A new analysis shows that nurses’ scrubs can become contaminated with potentially harmful bacteria through direct patient care.
“Our study showed that nurses’ clothing becomes contaminated with epidemiologically important organisms in more than 10% of their shifts,” said lead investigator Deverick Anderson, MD, associate professor of medicine at the Duke University Medical Center in Durham, North Carolina.
“Much of the published research on the spread of pathogens in healthcare environments is related to the back-and-forth transmission between patients and healthcare workers. We think the environment is a third part of what we call the ‘transmission triangle’,” he said. “Bugs are spreading from patients to their environment and then to the healthcare worker.”

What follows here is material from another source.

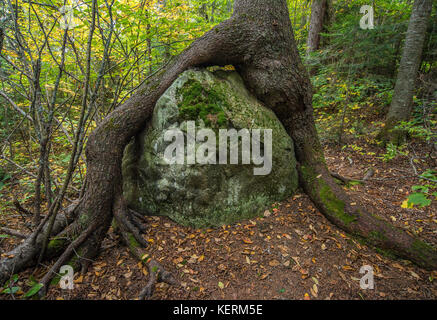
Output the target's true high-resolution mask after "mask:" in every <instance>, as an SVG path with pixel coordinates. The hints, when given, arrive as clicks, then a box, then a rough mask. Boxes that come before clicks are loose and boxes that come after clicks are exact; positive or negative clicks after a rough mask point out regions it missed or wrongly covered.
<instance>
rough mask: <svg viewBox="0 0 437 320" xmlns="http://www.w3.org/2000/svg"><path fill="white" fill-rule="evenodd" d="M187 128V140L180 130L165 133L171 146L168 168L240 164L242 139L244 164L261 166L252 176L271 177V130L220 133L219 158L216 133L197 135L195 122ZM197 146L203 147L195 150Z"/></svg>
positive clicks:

In the Antiseptic Scrub Contamination and Transmission (ASCOT) study, Dr Anderson and his team conducted microbiologic and molecular analyses to characterize patterns of pathogen movement. Dr Anderson presented the results here at IDWeek 2016.
In surgical and medical intensive care units (ICUs) at Duke University Hospital, 40 participating nurses wore new scrubs for three consecutive shifts.
Cultures from three scrub sites (sleeve, midriff, and pocket) and from each patient’s room (bed, bedrail, supply cart) were taken at the beginning and end of each shift.